On the New Republic’s website, Alan Wolfe offers a terribly confused criticism of the Supreme Court’s ruling Tuesday in Pleasant Grove City v. Summum that the First Amendment’s Free Speech Clause did not give a private group a right to place a permanent monument in a city park in which other donated monuments were previously erected. Justice Alito’s opinion was joined in full by all the other justices except Justice Souter, who filed an opinion concurring in the judgment. In addition to joining Justice Alito’s opinion in full, Justices Stevens (joined by Ginsburg), Scalia (joined by Thomas), and Breyer also wrote concurring opinions.
Central to Alito’s opinion was his reasoning that “the placement of a permanent monument in a public park is best viewed as a form of government speech and is therefore not subject to scrutiny under the Free Speech Clause.” Wolfe bizarrely accuses Alito of “making up law out of whole cloth” and of “twist[ing] the meaning of words so out of shape that only a deconstructionist could admire it”. Wolfe finds deeply offensive the whole notion of a government’s freedom to express its views. And he proceeds to a series of non sequiturs, culminating in “if the government wants to nationalize the banks, shouldn’t it have the right not only to say so but to actually do it?”
Let’s consider some of Wolfe’s errors:
1. Wolfe contends that Alito’s opinion “relied on reasoning [about government speech] that drew strong objection from some of the Court’s more liberal members.” But every justice except Souter joined the opinion in full.
Stevens’s concurring opinion calls Alito’s opinion “persuasive”. Although Stevens calls the “recently minted government speech doctrine … of doubtful merit,” he states that Alito’s opinion “signals no expansion of that doctrine.”
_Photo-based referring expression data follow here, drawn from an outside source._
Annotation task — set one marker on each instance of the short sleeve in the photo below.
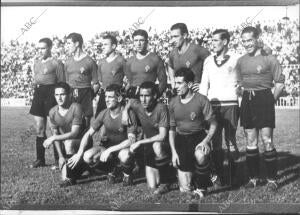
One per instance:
(133, 122)
(163, 117)
(207, 110)
(77, 115)
(171, 59)
(52, 123)
(276, 69)
(60, 72)
(172, 115)
(98, 122)
(94, 71)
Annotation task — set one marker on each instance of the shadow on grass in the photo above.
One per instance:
(288, 171)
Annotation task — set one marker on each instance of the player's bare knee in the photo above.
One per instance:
(124, 155)
(200, 156)
(69, 146)
(158, 149)
(88, 157)
(268, 143)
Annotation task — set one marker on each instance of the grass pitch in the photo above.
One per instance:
(24, 188)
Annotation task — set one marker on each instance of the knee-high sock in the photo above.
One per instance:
(218, 159)
(164, 168)
(55, 153)
(201, 177)
(128, 166)
(40, 150)
(270, 158)
(252, 160)
(78, 170)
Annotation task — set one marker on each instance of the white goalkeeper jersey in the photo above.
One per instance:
(219, 80)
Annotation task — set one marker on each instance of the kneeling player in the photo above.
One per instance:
(119, 138)
(188, 139)
(154, 119)
(66, 119)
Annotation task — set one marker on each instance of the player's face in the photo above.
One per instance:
(217, 43)
(111, 100)
(181, 86)
(146, 98)
(249, 42)
(177, 39)
(139, 43)
(71, 47)
(44, 50)
(107, 47)
(60, 96)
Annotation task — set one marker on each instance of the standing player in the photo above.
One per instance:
(47, 72)
(185, 54)
(257, 74)
(110, 69)
(65, 121)
(145, 65)
(154, 119)
(219, 84)
(119, 138)
(81, 75)
(189, 142)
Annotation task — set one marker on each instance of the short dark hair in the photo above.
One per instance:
(112, 39)
(63, 85)
(186, 73)
(114, 88)
(140, 32)
(75, 37)
(149, 85)
(181, 26)
(250, 29)
(47, 41)
(223, 33)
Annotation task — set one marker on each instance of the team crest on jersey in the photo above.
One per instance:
(82, 70)
(193, 116)
(259, 69)
(121, 129)
(147, 68)
(188, 64)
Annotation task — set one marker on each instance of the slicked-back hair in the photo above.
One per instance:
(181, 26)
(112, 39)
(224, 34)
(140, 32)
(150, 85)
(250, 29)
(186, 73)
(47, 41)
(114, 88)
(63, 85)
(75, 37)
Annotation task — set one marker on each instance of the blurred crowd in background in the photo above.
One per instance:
(281, 36)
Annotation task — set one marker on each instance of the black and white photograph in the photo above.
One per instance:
(164, 107)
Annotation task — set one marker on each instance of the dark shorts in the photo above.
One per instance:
(83, 96)
(149, 155)
(258, 109)
(185, 148)
(101, 102)
(43, 100)
(227, 118)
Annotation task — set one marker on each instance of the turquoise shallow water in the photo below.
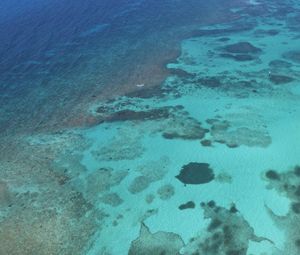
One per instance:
(206, 162)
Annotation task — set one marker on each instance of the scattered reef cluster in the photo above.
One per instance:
(63, 192)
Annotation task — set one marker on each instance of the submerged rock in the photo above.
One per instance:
(166, 192)
(280, 79)
(187, 205)
(159, 243)
(242, 48)
(238, 57)
(293, 55)
(227, 233)
(196, 173)
(278, 63)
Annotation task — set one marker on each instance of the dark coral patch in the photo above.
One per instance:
(242, 48)
(196, 173)
(280, 79)
(273, 175)
(211, 82)
(268, 32)
(206, 143)
(153, 114)
(293, 55)
(278, 63)
(238, 57)
(187, 205)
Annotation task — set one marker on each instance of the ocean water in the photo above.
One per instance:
(149, 127)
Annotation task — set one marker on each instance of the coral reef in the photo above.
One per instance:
(165, 192)
(112, 199)
(227, 233)
(187, 205)
(158, 243)
(223, 131)
(287, 184)
(196, 173)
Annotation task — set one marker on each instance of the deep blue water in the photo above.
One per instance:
(52, 53)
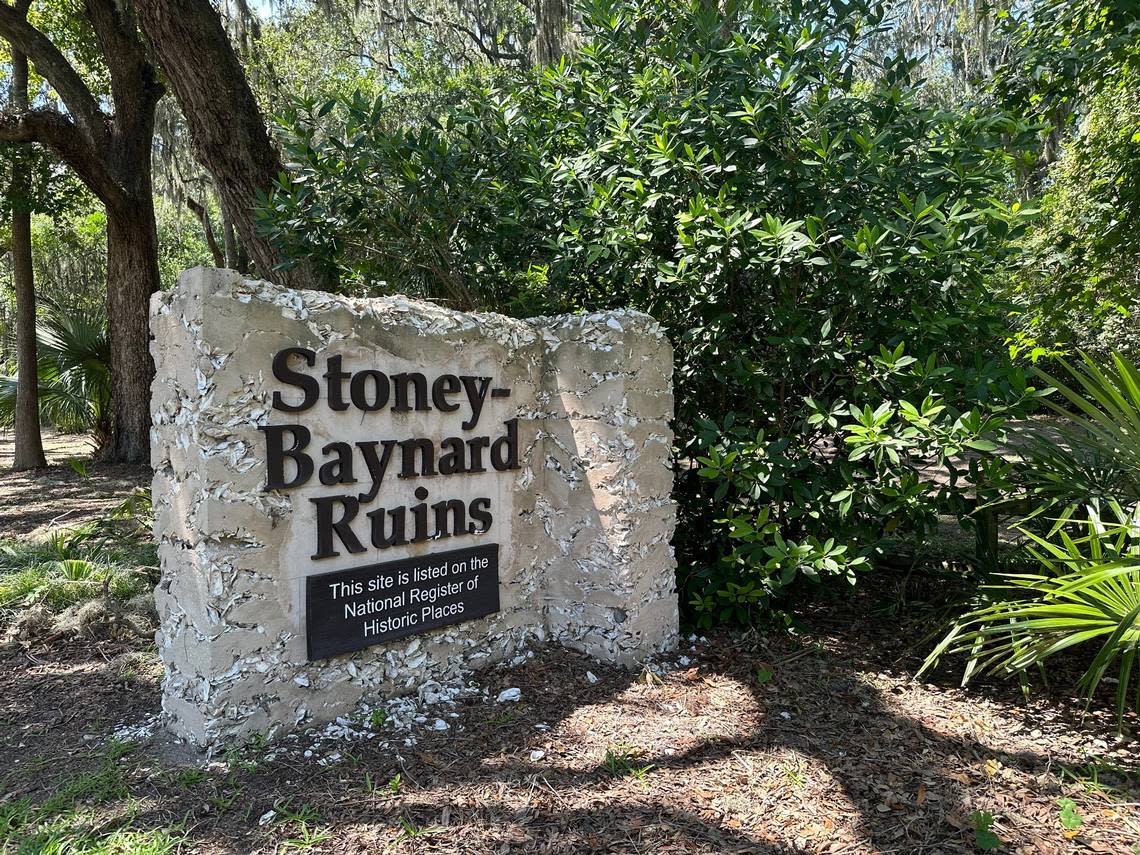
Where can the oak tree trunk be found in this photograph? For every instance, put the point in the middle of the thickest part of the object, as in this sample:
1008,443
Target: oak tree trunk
132,273
29,453
226,123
In his concurring opinion, Breyer states that he “agree[s] with” Alito’s opinion” on “the understanding that the ‘government speech’ doctrine is a rule of thumb, not a rigid category.”
Even Souter, in his opinion concurring in the judgment, emphasizes his agreement with Alito that the Ten Commandments monument erected in the park “is government speech”. He merely states that he has “qualms … about accepting the position that public monuments are government speech categorically.”
2. Wolfe seems to have given no thought to his position that governments don’t have any freedom to express their views. Alito explains in a simple two-sentence paragraph that “it is not easy to imagine how government could function if it lacked this freedom”.
3. Wolfe imagines that Alito’s position would leave “the First Amendment’s prohibition of a religious establishment … ripped to shreds.” Never mind that Alito makes clear that there are “restraints on government speech”, including that “government speech must comport with the Establishment Clause.” Wolfe evidently missed that part of Alito’s opinion.
4. Wolfe imagines that there is something novel about Alito’s reasoning. But as Stevens himself makes clear, Alito’s reasoning is entirely consistent with the Court’s precedents.